« Mais qu’est-ce qui vous arrive, signora ? » Le titre, entre ironie et perplexité, barre une double page de l’édition de mardi du quotidien le plus lu d’italie, La Gazzetta dello Sport. Au lendemain d’une retentissante contre-performance contre la Fiorentina (défaite 1-2, la quatrième de la saison en championnat), la très austère Juventus Turin, club le plus titré sur la scène italienne surnommé « la Vecchia Signora [la vieille dame] » avec un subtil mélange d’affection et d’agacement, organisait lundi à Milan, dans le cadre assez inattendu du Musée des sciences et techniques, une soirée censée symboliser son nouveau visage (intitulée « Black and white and more »). L’idée directrice ? La mo-der-ni-té. Et le résultat ? Il était quelque peu déconcertant.

Le clou du spectacle était en effet la présentation du nouveau logo censé remplacer le visuel traditionnel du club, conçu par l’agence britannique Interbrand. A l’écusson à bandes verticales blanches et noires, rehaussé d’un animal cabré, d’une couronne et de trois étoiles d’or (chacune représentant dix titres de champion) succédera une sorte de double J stylisé blanc et noir, à la forme rappelant vaguement un écusson, qui figurera désormais sur tous les produits dérivés à l’effigie du club.

Aseptiser l’image

Bien sûr la « Vieille Dame » en a vu d’autres, les logos évoluent avec le temps, et ce n’est pas, en cent vingt ans, la première mue des visuels maison. Mais voilà, pour de nombreux supporteurs, ce relooking ressemble surtout à une tentative d’effacer l’histoire de la Juve, de l’aseptiser pour mieux en faire progresser l’audience dans le monde.

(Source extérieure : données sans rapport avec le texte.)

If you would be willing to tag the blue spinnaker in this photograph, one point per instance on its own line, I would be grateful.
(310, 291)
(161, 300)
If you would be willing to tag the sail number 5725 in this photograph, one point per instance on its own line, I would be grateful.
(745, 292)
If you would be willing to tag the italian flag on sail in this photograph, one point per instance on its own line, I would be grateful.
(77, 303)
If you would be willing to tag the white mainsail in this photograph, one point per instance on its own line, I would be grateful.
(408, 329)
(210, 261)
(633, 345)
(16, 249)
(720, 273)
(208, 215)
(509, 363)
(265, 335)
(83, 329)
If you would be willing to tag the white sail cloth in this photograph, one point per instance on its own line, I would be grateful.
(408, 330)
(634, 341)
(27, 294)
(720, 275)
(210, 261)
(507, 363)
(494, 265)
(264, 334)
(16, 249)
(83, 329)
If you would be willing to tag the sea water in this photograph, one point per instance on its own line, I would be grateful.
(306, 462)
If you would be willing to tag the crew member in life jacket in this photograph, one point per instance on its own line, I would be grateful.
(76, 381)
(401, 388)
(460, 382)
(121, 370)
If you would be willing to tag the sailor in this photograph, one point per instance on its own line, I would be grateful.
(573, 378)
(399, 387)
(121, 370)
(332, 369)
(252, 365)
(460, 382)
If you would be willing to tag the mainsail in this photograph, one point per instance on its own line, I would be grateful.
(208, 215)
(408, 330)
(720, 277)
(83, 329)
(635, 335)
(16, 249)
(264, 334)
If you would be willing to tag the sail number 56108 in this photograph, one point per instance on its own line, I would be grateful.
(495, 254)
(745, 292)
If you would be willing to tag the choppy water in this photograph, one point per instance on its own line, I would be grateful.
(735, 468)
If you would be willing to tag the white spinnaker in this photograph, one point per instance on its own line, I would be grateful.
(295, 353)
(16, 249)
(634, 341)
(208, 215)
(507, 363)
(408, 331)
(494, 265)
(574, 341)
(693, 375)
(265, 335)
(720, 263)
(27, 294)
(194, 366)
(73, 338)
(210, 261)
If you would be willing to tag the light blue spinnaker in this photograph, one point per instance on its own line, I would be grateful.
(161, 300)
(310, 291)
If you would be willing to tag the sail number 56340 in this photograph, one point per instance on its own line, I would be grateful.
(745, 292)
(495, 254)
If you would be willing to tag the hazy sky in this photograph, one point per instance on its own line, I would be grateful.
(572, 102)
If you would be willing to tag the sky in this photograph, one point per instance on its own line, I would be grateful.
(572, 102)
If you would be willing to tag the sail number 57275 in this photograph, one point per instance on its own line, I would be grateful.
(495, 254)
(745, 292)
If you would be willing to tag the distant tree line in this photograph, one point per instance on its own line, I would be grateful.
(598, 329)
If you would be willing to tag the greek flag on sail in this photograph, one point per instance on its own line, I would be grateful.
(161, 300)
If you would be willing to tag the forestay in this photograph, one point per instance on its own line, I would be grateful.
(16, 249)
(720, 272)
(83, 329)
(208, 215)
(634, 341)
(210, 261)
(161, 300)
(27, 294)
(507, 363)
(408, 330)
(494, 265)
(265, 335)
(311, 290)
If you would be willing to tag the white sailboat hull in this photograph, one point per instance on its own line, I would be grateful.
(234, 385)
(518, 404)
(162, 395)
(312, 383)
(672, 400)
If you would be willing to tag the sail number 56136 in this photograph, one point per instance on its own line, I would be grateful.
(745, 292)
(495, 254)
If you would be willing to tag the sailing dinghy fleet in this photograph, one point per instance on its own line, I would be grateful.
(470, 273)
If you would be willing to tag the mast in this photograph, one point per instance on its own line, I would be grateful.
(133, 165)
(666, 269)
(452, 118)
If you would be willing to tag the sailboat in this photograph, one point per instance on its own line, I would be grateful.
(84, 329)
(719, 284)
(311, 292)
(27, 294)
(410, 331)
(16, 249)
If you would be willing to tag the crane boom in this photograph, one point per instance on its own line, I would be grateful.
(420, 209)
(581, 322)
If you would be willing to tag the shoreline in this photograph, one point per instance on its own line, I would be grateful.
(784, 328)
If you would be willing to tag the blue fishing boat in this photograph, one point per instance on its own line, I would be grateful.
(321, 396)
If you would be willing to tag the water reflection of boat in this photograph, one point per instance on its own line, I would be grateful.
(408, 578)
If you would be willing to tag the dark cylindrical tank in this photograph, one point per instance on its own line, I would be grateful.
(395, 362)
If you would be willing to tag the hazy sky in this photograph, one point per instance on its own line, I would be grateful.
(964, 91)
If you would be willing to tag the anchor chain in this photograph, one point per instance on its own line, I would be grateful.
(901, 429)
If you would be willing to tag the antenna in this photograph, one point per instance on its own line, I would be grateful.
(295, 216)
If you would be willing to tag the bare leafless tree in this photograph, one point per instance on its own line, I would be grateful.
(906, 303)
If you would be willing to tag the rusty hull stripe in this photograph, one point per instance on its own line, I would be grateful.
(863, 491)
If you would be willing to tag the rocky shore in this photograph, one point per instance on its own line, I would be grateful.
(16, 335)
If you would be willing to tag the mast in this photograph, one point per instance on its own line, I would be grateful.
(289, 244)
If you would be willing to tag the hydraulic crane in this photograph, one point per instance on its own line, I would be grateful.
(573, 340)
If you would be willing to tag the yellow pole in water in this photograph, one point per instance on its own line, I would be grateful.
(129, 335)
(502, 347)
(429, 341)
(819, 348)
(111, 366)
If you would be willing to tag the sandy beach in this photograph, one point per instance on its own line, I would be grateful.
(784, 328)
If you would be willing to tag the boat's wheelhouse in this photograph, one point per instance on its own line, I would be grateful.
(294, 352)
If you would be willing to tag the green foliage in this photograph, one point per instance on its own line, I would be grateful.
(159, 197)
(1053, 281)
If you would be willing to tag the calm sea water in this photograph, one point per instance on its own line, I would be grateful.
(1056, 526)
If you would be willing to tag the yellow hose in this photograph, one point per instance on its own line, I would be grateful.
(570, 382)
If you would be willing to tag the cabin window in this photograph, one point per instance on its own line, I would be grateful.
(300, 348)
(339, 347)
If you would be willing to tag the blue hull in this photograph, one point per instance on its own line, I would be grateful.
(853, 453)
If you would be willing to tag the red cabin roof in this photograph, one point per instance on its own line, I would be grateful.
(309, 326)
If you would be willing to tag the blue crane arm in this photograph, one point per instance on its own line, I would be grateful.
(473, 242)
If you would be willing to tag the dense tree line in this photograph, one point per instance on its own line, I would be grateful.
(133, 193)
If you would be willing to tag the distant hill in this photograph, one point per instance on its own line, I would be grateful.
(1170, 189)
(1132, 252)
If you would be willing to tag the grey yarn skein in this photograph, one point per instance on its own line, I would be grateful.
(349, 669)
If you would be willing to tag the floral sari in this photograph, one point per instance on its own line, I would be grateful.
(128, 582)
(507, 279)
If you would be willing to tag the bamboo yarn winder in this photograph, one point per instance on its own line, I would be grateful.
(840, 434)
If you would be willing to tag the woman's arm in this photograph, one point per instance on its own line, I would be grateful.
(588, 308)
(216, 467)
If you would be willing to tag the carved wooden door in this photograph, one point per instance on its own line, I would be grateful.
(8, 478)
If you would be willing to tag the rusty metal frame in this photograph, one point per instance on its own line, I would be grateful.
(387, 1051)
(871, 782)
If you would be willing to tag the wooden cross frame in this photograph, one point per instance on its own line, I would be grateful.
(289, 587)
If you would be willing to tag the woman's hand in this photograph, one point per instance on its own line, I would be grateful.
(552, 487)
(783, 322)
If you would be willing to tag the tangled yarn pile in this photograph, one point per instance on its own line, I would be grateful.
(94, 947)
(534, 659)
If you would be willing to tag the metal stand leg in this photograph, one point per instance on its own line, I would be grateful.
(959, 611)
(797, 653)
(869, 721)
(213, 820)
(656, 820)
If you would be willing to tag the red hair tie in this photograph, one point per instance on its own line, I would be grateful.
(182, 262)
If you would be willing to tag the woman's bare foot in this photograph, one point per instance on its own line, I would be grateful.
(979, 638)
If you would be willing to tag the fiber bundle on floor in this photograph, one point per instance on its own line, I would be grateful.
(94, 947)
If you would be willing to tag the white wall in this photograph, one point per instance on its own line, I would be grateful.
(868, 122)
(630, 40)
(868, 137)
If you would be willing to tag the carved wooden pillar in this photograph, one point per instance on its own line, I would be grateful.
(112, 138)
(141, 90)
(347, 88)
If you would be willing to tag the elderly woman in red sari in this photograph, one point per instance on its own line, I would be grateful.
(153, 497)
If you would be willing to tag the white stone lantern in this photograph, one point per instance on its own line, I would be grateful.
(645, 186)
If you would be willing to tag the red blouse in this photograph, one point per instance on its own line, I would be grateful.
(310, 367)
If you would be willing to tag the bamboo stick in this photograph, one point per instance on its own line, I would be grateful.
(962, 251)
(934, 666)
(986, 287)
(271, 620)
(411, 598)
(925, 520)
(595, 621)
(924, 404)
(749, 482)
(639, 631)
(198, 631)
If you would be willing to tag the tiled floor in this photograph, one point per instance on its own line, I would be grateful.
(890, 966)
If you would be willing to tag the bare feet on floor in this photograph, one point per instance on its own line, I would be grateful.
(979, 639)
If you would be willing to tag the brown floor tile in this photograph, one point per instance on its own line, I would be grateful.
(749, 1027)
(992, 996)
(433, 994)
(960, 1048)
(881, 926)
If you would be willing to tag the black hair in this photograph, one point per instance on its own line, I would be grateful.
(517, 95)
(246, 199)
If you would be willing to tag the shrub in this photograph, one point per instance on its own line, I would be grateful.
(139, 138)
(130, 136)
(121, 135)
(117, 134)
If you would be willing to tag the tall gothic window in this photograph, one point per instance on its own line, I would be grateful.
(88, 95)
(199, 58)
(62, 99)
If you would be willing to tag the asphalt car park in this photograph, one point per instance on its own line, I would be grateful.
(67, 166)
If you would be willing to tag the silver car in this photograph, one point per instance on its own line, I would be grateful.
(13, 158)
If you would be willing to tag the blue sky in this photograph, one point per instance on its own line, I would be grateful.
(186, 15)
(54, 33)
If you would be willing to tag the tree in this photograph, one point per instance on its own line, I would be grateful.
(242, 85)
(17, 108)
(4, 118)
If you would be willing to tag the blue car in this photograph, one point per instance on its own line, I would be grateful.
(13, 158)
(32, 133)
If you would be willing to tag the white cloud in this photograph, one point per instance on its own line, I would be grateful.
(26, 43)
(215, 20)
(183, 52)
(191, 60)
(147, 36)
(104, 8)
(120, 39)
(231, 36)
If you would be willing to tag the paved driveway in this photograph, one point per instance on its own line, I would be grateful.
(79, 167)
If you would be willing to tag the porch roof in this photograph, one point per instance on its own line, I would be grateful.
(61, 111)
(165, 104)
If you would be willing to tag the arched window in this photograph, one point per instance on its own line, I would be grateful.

Sans rival sur la scène italienne (la Juve est en lice pour un sixième titre d’affilée), le club rêve de rattraper son retard sur les mastodontes allemands, anglais et espagnols. Ce logo épuré, à la modernité assumée, s’inscrit dans cette logique.

Sans surprise, le quotidien turinois La Stampa, historiquement lié à l’empire Agnelli, propriétaire de la Juve, a loué un choix « stylé » et « élégant ». Mais pour le reste, sur les réseaux sociaux, les supporteurs ont laissé éclater leur colère.

La médiocrité du jeu proposé actuellement par leur équipe, à des années-lumière des espérances affichées en début de saison, n’est sans doute pas étrangère à cet agacement. La Juventus est certes en tête de la Serie A, mais avec seulement un point d’avance sur ses poursuivants et un match en retard. Une situation à laquelle les Turinois n’étaient plus habitués, et qui a de quoi rendre nerveux les tifosi.